Google and the Istio Steering Committee today announced at an IstioCon 22 event that they have submitted the open source Istio service mesh for consideration to become an incubating project administered by the Cloud Native Computing Foundation (CNCF).

Previously, Google and the Istio Steering Committee had, for unspecified reasons, declined to donate the Istio service mesh to the CNCF even though the CNCF governs both the Kubernetes orchestration platform and Envoy proxy software upon which Istio depends.

Louis Ryan, a principal engineer for Google, says since then, the Istio project has matured while the Kubernetes community simultaneously advanced the development of a network application programming interface (API) that makes it simpler for service meshes to abstract away the underlying complexity associated with programmatically invoking network services. As such, it now makes more sense to enable contributors working on both Istio and Kubernetes to work more closely with one another, he adds.

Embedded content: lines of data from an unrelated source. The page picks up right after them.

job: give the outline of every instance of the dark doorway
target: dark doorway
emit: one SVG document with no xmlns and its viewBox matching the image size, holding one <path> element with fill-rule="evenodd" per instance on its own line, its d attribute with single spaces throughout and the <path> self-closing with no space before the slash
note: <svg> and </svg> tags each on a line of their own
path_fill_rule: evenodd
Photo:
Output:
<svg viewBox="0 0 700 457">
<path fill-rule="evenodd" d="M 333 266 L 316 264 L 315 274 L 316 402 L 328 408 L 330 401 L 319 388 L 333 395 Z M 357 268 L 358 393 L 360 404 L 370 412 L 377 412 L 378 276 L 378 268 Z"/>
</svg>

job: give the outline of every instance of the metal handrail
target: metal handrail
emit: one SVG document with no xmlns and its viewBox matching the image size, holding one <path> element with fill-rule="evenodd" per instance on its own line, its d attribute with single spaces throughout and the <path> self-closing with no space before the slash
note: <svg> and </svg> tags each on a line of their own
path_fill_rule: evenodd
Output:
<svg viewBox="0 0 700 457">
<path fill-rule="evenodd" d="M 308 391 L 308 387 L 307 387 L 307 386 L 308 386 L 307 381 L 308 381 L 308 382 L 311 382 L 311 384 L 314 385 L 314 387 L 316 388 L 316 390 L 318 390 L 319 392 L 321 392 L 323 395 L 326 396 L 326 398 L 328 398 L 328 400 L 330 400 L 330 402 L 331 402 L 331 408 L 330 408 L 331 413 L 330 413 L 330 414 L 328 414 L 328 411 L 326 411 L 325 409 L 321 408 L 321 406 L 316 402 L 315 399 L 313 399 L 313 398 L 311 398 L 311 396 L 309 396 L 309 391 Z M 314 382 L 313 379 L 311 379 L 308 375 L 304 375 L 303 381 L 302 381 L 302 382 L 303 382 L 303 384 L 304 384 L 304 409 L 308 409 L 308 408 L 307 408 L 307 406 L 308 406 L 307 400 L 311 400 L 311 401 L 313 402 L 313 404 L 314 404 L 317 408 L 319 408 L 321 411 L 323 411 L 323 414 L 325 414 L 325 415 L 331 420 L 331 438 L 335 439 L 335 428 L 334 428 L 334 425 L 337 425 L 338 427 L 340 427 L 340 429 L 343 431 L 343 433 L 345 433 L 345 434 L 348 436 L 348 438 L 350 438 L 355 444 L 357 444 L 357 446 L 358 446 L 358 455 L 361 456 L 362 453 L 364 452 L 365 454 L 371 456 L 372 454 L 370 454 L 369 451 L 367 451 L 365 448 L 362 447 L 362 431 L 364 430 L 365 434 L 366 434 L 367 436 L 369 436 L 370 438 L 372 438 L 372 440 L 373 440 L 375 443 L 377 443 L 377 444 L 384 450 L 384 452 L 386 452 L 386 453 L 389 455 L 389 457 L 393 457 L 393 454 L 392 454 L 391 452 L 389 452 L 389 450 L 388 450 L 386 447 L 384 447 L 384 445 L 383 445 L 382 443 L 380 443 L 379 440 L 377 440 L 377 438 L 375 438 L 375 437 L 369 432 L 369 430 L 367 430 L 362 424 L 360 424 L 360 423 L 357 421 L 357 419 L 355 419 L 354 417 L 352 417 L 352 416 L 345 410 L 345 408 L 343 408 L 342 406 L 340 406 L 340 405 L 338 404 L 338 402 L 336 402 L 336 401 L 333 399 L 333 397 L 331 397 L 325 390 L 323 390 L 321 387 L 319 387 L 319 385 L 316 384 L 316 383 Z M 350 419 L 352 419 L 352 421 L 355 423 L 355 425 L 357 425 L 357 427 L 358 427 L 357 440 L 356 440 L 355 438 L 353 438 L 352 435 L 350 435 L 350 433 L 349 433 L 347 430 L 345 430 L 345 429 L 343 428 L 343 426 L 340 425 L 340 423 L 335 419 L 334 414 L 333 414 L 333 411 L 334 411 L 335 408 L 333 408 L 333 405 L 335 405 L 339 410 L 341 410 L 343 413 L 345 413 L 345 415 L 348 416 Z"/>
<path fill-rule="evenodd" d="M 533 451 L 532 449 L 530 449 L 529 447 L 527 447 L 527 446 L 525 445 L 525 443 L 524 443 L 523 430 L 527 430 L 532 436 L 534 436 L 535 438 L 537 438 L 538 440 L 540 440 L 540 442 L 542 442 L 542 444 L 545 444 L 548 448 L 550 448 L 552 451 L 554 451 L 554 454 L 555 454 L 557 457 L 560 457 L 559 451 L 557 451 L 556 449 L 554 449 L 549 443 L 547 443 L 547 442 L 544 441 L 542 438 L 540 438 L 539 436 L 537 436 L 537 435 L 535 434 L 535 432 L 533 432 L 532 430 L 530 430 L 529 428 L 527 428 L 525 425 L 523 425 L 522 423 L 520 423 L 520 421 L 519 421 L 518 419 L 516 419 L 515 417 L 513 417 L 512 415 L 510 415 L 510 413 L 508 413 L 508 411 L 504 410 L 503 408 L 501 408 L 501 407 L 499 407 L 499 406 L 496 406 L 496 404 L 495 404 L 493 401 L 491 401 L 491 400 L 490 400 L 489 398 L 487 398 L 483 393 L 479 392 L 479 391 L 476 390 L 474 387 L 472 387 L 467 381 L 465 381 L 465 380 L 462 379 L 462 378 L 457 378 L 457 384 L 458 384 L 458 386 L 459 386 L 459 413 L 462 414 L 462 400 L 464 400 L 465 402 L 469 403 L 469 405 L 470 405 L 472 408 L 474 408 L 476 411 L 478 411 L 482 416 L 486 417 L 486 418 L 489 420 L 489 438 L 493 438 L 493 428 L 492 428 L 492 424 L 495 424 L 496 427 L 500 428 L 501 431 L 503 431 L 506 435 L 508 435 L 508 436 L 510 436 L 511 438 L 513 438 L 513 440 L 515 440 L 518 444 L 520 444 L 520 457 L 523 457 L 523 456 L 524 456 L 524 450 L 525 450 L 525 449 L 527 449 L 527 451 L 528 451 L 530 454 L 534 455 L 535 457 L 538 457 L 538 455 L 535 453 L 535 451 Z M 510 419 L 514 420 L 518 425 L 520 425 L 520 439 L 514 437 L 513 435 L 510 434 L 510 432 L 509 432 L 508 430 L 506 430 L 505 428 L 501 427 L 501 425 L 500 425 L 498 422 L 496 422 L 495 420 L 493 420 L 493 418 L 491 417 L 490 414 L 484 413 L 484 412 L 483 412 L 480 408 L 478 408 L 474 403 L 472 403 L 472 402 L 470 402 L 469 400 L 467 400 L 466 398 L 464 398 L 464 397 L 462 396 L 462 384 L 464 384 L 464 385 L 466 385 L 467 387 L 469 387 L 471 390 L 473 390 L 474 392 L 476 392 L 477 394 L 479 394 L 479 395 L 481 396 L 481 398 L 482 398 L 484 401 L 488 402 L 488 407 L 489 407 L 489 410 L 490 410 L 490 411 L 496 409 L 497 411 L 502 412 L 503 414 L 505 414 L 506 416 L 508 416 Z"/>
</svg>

The decision to apply to become an incubation project comes on the heels of the donation of Knative, an open source middleware for connecting Kubernetes clusters to serverless computing frameworks—also originally created by Google—to the CNCF. Assuming the CNCF accepts the Istio contribution, the three major cloud-native initiatives led by Google would all be governed under the auspices of a CNCF consortium that requires organizations to give up control over the trademarks attached to any open source project.

Ryan says IT organizations should expect to see ongoing innovation in the months ahead as competition between various service mesh platforms intensifies. At the same time, there may be opportunities to share advances across multiple service meshes being governed by the CNCF. Those service meshes currently include Linkerd, originally developed by Buoyant, and Kuma, originally developed by Kong, Inc. The CNCF is also home to a Meshery framework for managing service meshes created by Layer5 and a Service Mesh Interface (SMI) project originally created by Microsoft.

Service meshes initially emerged as a way to manage APIs at scale instead of relying on proxy software or an API gateway alone. More recently, IT organizations have started to appreciate the programmable layer of abstraction that a service mesh creates above lower-level networking and security interfaces. That layer of abstraction makes those underlying services more accessible to developers.

Competition between service mesh platforms revolves around two core issues. Service meshes like Linkerd are considerably lighter-weight than, for example, Istio. That makes them simpler for a developer to implement. Istio’s advocates argue that it’s only a matter of time before enterprise IT organizations will need the richer set of capabilities their preferred service mesh enables. Of course, the more robust the feature set of a service mesh, the more likely it is to require an IT operations team that has been trained to implement and manage it. The other issue is to what degree a service mesh might need to be applied to both cloud-native and legacy application environments. Unlike Istio or Linkerd, the Kuma service mesh runs across both Kubernetes clusters and virtual machines.

Regardless of the service Mesh platform selected, it is clear that programmatically managing network services is now much closer to becoming a mainstream part of any DevOps workflow.